Of more technological concern was the April 2017 sabotage, described as pouring concrete on the tracks coming out of the Port of Olympia.
Shortly after the Amtrak derailment, an #Antifa allied group deleted their webpage on which they bragged about obstructing train tracks with concrete in Olympia.
Luckily it was archived. https://t.co/azpQ50zIxb pic.twitter.com/iwacMI60qO
— John Cardillo (@johncardillo) December 18, 2017
(Note: the image used at the IGD post on this event appears to be a generic one. There isn’t a stretch of the rail sections in question that would look like that from ground level. It all runs across industrial landscape, and where there are trees they run down only one side.)
The transcript is from Debra Heine’s post at PJ Media:
Early in the morning of April 20th we poured concrete on the train tracks that lead out of the Port of Olympia to block any trains from using the tracks. We took precautions to notify BNSF (the train company) – we called them and we used wires to send a signal that the tracks were blocked. We did this not to avoid damaging a train, nothing would bring bigger grins to our faces, but to avoid the risk of injuring railway workers.
This action was done to disrupt the movement of trains carrying proppants used in natural gas fracturing. These train tracks are part of a system of pipelines, fracking wells, mines, clearcuts, control centers, fiberoptics, dams, highways and factories that cover the planet and are physical manifestations of a process that is destroying the ecosystems, cultures, and inhabitants everywhere. Behind this network of infrastructure there are politicians, CEOs and bureaucrats who have private security, cops, prison guards, non-profit directors, PR consultants and the legacy of 500 years of colonization to back them up. We oppose all of these manifestations, infrastructural, personal and ideological. We blocked the train tracks because we want to blockade the entire web of domination that is slowly killing us.
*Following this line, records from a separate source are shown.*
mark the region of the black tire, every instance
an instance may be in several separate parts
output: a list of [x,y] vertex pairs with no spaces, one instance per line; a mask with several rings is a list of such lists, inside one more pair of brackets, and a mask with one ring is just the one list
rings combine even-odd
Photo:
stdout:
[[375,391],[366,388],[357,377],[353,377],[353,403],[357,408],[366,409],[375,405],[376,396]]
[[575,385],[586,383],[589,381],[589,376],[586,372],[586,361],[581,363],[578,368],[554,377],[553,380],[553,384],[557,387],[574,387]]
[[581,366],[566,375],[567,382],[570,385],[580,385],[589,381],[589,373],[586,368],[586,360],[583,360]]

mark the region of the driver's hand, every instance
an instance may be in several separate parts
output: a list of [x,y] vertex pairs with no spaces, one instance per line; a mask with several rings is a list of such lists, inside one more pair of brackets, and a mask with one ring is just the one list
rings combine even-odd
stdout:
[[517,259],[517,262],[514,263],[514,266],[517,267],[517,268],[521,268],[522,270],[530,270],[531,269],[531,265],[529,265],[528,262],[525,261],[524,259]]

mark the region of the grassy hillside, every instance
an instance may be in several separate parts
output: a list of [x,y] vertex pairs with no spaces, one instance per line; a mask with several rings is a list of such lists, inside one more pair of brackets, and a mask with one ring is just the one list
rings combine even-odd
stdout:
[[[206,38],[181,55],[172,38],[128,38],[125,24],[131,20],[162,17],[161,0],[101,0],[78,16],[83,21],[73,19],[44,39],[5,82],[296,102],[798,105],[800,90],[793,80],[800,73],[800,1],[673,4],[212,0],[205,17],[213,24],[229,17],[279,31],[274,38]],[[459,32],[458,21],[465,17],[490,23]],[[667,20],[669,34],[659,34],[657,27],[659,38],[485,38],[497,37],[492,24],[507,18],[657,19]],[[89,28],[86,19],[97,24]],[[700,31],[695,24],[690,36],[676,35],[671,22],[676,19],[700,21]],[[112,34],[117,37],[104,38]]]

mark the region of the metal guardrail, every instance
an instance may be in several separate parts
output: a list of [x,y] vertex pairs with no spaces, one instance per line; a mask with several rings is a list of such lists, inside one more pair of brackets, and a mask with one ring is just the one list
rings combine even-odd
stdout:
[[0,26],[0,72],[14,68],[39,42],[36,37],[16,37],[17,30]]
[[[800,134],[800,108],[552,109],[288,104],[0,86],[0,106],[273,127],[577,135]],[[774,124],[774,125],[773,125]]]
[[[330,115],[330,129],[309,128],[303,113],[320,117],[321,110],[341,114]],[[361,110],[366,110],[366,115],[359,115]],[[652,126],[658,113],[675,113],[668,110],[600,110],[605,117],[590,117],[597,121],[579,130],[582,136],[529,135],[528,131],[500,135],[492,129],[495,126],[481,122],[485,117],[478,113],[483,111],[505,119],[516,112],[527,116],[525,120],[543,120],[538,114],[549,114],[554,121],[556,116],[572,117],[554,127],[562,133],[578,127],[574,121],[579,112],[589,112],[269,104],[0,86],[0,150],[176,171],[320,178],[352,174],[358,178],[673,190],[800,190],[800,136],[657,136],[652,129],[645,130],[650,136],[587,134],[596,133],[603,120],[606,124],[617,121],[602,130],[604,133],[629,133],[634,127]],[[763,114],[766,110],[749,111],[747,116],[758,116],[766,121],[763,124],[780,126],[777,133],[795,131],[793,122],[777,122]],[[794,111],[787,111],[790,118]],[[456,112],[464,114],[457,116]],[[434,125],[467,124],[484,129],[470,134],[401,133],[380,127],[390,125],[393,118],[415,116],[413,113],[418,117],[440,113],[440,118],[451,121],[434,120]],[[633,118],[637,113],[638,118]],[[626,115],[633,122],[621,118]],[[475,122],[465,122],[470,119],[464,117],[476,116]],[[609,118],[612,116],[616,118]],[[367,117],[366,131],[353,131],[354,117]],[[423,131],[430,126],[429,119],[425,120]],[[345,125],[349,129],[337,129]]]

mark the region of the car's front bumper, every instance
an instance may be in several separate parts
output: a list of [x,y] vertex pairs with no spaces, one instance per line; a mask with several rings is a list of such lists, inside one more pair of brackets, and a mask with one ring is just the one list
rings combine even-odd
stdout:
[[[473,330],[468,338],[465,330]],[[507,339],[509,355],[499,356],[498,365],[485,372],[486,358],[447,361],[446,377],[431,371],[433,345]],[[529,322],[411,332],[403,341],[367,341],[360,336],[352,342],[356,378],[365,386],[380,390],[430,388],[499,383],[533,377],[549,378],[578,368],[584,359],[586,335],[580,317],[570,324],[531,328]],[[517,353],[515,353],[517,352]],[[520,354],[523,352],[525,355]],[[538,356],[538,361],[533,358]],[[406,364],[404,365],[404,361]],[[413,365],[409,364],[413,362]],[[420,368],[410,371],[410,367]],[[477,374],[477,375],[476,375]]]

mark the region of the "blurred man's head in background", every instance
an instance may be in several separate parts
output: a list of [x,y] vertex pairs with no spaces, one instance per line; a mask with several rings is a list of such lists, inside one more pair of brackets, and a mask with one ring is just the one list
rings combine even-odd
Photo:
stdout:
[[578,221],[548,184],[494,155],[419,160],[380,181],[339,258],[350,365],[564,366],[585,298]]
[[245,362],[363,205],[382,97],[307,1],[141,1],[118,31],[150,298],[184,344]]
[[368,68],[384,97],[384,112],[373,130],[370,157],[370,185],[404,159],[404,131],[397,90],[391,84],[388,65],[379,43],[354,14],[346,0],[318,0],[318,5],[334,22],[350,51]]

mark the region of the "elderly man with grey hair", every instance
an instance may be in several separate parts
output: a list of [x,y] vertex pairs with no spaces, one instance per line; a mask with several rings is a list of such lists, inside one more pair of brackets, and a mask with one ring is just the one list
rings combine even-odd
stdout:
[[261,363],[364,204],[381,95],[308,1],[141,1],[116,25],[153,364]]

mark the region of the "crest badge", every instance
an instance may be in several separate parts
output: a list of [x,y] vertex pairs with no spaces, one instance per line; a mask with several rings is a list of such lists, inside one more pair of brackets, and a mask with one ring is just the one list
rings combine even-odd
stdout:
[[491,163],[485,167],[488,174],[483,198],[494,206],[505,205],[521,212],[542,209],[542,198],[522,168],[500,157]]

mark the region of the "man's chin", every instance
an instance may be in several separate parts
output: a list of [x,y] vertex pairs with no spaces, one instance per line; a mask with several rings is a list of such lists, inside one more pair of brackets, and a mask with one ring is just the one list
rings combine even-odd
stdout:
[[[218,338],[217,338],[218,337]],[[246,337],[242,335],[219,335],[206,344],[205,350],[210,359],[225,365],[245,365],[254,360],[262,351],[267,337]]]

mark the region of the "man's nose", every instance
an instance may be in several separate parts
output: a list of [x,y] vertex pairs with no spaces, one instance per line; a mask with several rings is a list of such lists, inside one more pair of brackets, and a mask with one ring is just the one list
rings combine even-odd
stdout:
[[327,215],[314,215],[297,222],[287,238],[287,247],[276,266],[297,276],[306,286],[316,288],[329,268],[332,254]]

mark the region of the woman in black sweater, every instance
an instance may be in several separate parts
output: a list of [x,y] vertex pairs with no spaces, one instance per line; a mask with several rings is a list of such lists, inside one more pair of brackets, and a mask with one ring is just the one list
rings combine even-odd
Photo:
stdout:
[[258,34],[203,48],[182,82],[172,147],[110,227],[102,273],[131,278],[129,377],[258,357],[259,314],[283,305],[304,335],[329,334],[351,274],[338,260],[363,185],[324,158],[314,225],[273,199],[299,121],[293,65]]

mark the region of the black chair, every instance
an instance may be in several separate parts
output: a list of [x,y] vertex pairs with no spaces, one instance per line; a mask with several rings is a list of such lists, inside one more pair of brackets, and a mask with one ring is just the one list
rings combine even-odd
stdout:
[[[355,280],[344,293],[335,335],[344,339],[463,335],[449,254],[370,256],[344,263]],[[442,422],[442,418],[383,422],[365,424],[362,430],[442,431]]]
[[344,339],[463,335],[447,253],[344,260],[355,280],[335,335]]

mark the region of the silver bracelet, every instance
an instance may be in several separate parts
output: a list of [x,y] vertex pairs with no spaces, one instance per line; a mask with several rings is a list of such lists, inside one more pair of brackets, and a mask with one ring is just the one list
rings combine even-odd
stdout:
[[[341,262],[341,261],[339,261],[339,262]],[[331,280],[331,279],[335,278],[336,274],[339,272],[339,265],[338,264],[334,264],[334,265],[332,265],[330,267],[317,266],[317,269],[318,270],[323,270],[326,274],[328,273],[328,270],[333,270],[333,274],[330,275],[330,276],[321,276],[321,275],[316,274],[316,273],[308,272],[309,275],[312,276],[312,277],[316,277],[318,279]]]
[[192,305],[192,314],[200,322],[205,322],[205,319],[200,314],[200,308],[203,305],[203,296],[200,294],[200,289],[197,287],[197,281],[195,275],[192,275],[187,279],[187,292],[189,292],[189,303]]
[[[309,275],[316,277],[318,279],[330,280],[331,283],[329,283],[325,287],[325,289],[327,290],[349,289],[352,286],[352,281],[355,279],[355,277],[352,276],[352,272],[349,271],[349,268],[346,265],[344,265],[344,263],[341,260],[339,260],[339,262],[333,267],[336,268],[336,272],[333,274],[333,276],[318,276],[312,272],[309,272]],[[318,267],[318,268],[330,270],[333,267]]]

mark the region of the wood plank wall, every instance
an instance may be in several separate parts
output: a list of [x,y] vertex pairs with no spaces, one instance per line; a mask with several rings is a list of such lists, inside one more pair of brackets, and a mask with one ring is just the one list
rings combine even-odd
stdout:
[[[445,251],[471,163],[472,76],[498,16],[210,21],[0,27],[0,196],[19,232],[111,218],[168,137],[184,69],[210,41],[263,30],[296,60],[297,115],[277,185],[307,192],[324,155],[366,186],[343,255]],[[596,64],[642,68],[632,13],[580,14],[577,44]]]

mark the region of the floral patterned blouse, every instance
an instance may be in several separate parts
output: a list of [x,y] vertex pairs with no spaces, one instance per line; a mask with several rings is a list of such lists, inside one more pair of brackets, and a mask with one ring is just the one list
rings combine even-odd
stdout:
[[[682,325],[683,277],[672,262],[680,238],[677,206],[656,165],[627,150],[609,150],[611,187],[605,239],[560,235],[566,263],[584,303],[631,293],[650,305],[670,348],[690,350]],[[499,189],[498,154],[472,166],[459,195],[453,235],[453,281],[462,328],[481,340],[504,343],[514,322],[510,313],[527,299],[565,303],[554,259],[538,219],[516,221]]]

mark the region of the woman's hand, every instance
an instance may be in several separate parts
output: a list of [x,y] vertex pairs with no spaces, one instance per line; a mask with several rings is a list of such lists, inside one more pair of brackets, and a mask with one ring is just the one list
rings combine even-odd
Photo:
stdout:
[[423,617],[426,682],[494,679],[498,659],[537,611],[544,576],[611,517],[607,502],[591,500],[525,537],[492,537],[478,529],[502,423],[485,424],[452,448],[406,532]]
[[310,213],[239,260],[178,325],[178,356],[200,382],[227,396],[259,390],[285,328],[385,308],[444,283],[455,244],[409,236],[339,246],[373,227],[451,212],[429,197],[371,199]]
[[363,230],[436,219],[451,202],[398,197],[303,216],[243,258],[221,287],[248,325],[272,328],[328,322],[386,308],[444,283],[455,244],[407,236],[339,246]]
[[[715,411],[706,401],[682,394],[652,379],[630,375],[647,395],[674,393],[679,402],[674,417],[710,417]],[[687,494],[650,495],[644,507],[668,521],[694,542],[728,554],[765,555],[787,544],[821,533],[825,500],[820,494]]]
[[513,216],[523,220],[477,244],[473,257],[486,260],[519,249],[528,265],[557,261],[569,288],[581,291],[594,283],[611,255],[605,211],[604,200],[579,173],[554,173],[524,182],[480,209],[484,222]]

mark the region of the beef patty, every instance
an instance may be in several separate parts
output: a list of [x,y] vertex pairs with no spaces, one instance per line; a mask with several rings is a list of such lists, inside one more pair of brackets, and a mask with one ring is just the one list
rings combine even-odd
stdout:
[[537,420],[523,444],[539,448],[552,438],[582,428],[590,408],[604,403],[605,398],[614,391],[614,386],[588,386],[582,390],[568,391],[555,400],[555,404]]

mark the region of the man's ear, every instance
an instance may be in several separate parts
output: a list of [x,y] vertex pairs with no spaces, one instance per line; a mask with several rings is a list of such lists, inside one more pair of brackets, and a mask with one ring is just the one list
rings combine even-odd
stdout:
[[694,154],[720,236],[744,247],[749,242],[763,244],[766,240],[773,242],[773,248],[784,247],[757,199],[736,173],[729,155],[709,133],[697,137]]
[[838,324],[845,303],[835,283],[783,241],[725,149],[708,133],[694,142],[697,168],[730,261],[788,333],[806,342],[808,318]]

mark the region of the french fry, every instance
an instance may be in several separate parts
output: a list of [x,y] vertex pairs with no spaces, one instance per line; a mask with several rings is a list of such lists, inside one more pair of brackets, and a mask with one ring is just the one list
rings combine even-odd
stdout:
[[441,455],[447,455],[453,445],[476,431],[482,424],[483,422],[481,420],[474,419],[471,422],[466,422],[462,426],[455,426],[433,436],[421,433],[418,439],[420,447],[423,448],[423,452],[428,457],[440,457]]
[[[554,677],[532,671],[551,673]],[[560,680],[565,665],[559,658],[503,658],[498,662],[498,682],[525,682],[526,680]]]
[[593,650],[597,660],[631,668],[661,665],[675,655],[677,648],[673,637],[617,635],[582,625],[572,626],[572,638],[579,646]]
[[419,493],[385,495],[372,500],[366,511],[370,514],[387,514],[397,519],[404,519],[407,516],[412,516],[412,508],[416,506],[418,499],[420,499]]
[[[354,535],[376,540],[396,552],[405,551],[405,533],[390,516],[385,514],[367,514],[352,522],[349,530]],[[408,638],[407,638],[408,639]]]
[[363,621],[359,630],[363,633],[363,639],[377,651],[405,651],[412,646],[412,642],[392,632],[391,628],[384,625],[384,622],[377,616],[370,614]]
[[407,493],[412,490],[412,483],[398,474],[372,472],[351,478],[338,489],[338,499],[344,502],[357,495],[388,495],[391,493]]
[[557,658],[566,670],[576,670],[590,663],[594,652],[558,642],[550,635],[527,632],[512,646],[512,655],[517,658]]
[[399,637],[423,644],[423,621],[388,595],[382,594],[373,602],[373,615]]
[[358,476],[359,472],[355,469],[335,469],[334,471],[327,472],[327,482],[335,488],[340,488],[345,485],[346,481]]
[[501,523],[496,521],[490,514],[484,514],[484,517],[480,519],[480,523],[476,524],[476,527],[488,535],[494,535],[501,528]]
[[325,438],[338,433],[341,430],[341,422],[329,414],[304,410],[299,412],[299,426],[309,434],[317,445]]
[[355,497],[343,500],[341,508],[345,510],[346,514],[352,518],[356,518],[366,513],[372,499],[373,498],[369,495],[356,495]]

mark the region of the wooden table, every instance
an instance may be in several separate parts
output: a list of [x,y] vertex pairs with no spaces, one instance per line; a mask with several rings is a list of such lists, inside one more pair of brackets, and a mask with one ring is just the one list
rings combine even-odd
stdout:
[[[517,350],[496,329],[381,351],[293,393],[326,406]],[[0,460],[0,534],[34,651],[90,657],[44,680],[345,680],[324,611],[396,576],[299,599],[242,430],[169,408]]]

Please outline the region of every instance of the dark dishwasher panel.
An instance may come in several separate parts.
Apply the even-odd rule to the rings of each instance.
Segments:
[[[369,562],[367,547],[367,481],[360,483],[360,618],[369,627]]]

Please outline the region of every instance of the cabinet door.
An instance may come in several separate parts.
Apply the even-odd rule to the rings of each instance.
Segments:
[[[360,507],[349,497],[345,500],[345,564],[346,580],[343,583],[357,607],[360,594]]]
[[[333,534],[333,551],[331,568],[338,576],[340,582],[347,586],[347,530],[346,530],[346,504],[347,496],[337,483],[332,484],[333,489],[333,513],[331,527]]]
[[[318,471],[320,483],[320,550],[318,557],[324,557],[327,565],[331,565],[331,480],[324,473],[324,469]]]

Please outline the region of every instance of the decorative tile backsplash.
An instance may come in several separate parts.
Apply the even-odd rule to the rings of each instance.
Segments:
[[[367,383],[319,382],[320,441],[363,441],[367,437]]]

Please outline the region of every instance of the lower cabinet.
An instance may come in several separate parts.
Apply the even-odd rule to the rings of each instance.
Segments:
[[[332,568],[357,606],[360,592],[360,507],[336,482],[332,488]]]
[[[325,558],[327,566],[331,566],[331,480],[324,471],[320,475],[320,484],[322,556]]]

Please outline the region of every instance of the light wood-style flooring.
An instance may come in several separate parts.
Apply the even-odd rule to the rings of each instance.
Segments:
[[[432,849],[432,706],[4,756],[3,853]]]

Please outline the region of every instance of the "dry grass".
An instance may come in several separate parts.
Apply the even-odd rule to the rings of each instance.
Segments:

This map is crude and a little harder to make out, but what it shows is the location, just south of the port, where the Port of Olympia rail system connects with Burlington Northern-Santa Fe (and proceeds on to the south as Union Pacific). According to the description, it’s at the junction point between the port rail system and BNSF that the concrete was poured.
Here is Mike Cernovich’s video of the post about the concrete pouring.
https://twitter.com/Cernovich/status/942829493743362048
Debra Heine also notes another anarchist group posting on the Puget Sound Anarchist site that it disrupted rail traffic near Medford, Oregon with some “fun and easy” sabotage involving copper wire:
A few days ago, inspired by the Olympia train Blockade, we used copper wire to signal a blockage and disrupt rail traffic near Medford Oregon. Railways are easily accessible and everywhere. Sabotage is fun and easy.
This was on 30 November, just after the police raided the tent city in Olympia.
The copper wire incident, although down in Oregon and reported by another group, suggests a slightly greater level of sophistication than the other two attacks. By the description, the wire was used to trigger the automated responses of the rail safety system. Making automated stuff start reacting is a step up from placing physical obstacles.
Occurring at the same time as the power outage that took out Hartsfield-Jackson International in Atlanta, this ought to put us on the alert. It’s not too soon to ask if these events are more than coincidence.